The Bank of Canada’s new mandate will see the central bank continue to target inflation in a range of between one and three per cent, but start keeping one eye on the job market in making its policy decisions, too.
Finance Minister Chrystia Freeland and Bank of Canada governor Tiff Macklem will have more details on the bank’s new mandate at a press conference in Ottawa at 11 a.m. ET.
Much like many other central banks, the Bank of Canada has targeted inflation since 1991, when its mandate was to set policy with a view to keeping inflation in a range of between one and three per cent.
All things being equal, that means the bank’s only job is to try to nudge inflation up or down as needed. When inflation is low, the bank generally cuts its rates to encourage borrowing and spending and investment. It raise its rate when inflation is above that range to try to cool things down.
The system has generally worked well for decade, but the pandemic has thrown a wrench in the works, when the bank’s policy was a major factor in causing inflation to run near zero early on in the pandemic and more recently running at an 18-year high.

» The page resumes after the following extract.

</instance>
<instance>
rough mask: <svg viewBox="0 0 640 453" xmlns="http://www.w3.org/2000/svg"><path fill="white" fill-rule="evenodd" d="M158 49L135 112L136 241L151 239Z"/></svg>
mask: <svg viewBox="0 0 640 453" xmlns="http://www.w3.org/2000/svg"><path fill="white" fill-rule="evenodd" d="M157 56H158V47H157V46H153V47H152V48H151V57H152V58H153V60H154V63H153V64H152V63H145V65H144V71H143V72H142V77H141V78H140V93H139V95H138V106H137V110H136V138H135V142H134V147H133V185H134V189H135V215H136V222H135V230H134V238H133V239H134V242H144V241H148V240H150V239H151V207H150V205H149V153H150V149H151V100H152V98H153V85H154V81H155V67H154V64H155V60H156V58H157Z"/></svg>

The new mandate gives the bank the ability to keep targeting the inflation the way it always has, but gives it added leeway to consider what’s happening with Canada’s employment picture in setting its policy.
The government and the bank “believe that the best contribution of monetary policy to the well-being of Canadians is to continue to focus on price stability,” the central bank said in a release, adding that they “also agree that monetary policy should continue to support maximum sustainable employment.”